In both cases, the goal was to download and run a Windows Shortcut file that launched an HTA through mshta.exe. The HTA then showed a decoy form while fetching a second payload that injected shellcode into a legitimate process, including runtimeBroker.exe.

The report said some incidents used a two-stage loader and a final payload that was compressed and encrypted. Other components included a reverse shell called RAVENSHELL, the AGINGFLY remote access malware, and a PowerShell script named SILENTLOOP that could run commands, update configuration and locate command and control servers.
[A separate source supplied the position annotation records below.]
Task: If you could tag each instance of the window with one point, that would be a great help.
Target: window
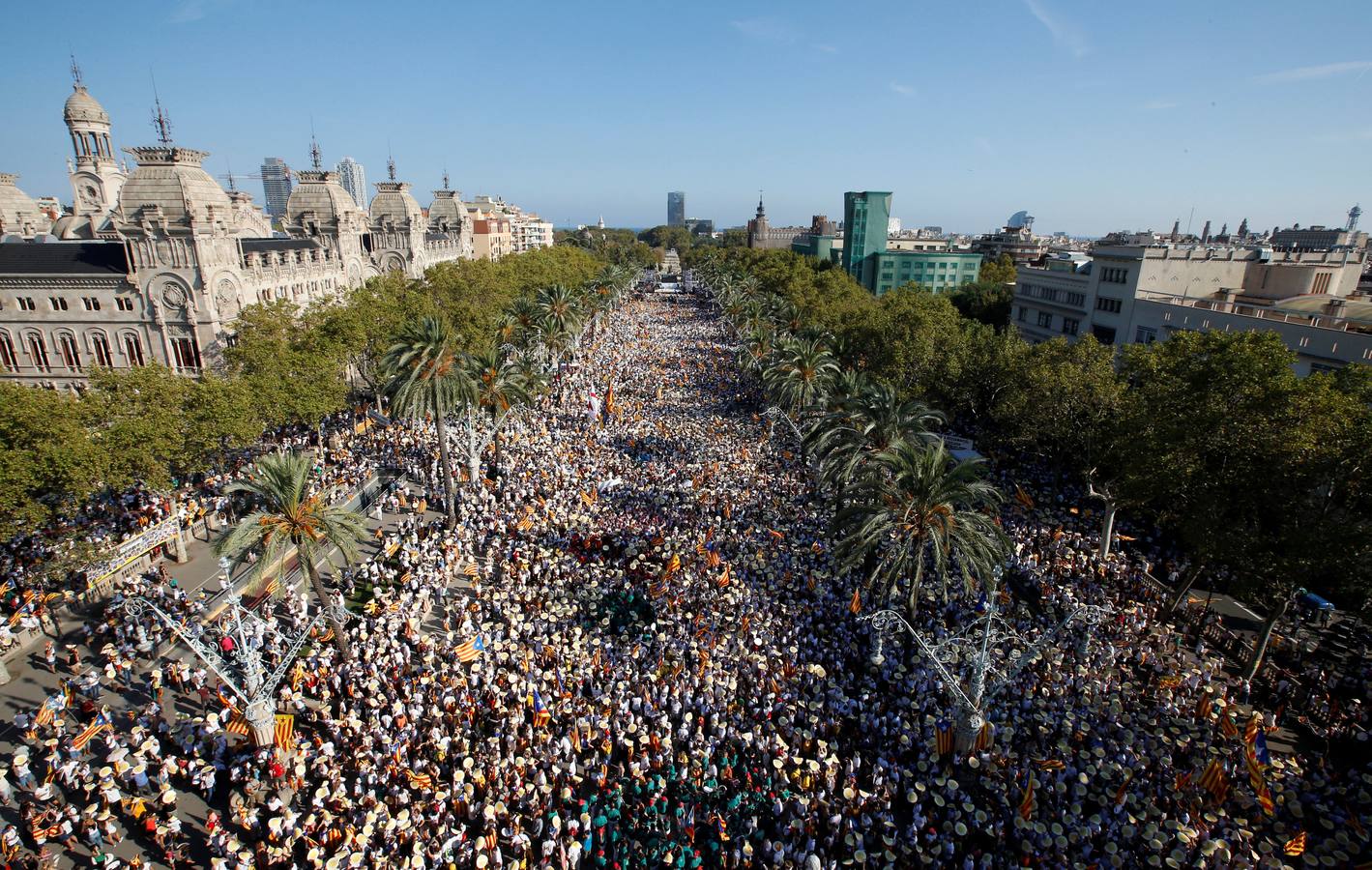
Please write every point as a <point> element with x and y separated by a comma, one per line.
<point>187,354</point>
<point>9,360</point>
<point>133,349</point>
<point>71,356</point>
<point>39,352</point>
<point>101,346</point>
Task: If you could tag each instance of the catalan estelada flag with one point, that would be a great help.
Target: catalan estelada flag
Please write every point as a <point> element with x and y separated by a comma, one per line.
<point>1214,780</point>
<point>1296,846</point>
<point>943,738</point>
<point>98,725</point>
<point>471,650</point>
<point>419,781</point>
<point>1027,801</point>
<point>283,733</point>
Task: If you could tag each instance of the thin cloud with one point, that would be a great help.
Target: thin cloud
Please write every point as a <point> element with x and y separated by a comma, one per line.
<point>769,29</point>
<point>1308,72</point>
<point>1063,33</point>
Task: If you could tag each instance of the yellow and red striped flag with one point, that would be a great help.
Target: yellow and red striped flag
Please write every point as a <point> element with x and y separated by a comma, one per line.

Investigators also found open-source tools used for reconnaissance, lateral movement and data theft, including ChromElevator, ZAPiXDESK, RustScan, Ligolo-Ng, Chisel and XMRig. In a separate line of attack, malicious ZIP files sent through Signal were designed to drop AGINGFLY using DLL side-loading.

WHY IT MATTERS

The campaign shows how common file types and trusted system utilities can be used together to deliver malware into sensitive organizations. The disclosure also highlights the risk to communications and authentication data stored in browsers and messaging apps, especially when users are persuaded to open files from phishing messages.